Sun Feb 17, 2013, 02:39 PM
ProSense (116,464 posts)
Iraq: Bush lied
There were NO UN inspectors in Iraq when Congress voted on the IWR, but they returned shortly after.
July 5, 2002
Iraq once again rejects new UN weapons inspection proposals.
November 13, 2002
Iraq accepts U.N. Security Council Resolution 1441 and informs the UN that it will abide by the resolution.
Weapons inspectors arrive in Baghdad again after a four-year absence.
Following the mandate of the United Nations Security Council Resolution 1441, Saddam Hussein allowed UN inspectors to return to Iraq in November 2002. UNMOVIC led inspections of alleged chemical and biological facilities in Iraq until shortly before the U.S. invasion of Iraq in March 2003, but did not find any weapons of mass destruction. Based on its inspections and examinations during this time, UNMOVIC inspectors determined that UNSCOM had successfully dismantled Iraq’s unconventional weapons program during the 1990s.
Bush removed the inspectors before launching the invasion. He had it all planned. He had a Senate that was in complete agreement that Saddam possesed WMD based on the bogus intelligence fed them.

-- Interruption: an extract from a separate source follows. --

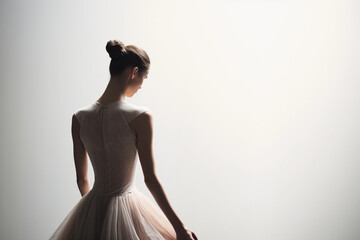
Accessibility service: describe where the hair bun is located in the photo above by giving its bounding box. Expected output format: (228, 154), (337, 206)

The Senate was voting on several versions of the resolution to authorize force, including the Byrd Amendment with an expiration date one year from passage.
Here is the Durbin Amendment, which only got 30 votes, including Feingold and Kennedy.
To amend the authorization for the use of the Armed Forces to cover an imminent threat posed by Iraq's weapons of mass destruction rather than the continuing threat posed by Iraq.
The Byrd Amendment got 31 votes, Kennedy voted for, Feingold voted against.
To provide a termination date for the authorization of the use of the Armed Forces of the United States, together with procedures for the extension of such date unless Congress disapproves the extension.
Bush only needed a few months to launch the war. Setting a date for the termination of the authorization would still have given Bush enough time to lie and launch a war. And as anyone could see, once the Iraq war was launched, none of these Senators committed to forcing a withdrawal. In 2006, Kerry-Feingold, setting a date for withdrawal, got 13 votes.
After the IWR vote, Bush lied, first in his state of the union:
"The British Government has learned that Saddam Hussein recently sought significant quantities of uranium from Africa."
Bush's 16 words still hotly debated
How Powerful Can 16 Words Be?
...and then in the bullshit letter and report he sent to Congress claiming a link to the 9/11 attacks.
March 18, 2003
Dear Mr. Speaker: (Dear Mr. President: )
Consistent with section 3(b) of the Authorization for Use of Military Force Against Iraq Resolution of 2002 (Public Law 107-243), and based on information available to me, including that in the enclosed document, I determine that:
(1) reliance by the United States on further diplomatic and other peaceful means alone will neither (A) adequately protect the national security of the United States against the continuing threat posed by Iraq nor (B) likely lead to enforcement of all relevant United Nations Security Council resolutions regarding Iraq; and
(2) acting pursuant to the Constitution and Public Law 107-243 is consistent with the United States and other countries continuing to take the necessary actions against international terrorists and terrorist organizations, including those nations, organizations, or persons who planned, authorized, committed, or aided the terrorist attacks that occurred on September 11, 2001.
GEORGE W. BUSH
Bush's signing statement spelled out his intent to ignore the conditional aspects of the IWR. He acknowledged that while Congress agreed that a threat existed, they didn't give him the full support to launch a war unconditionally.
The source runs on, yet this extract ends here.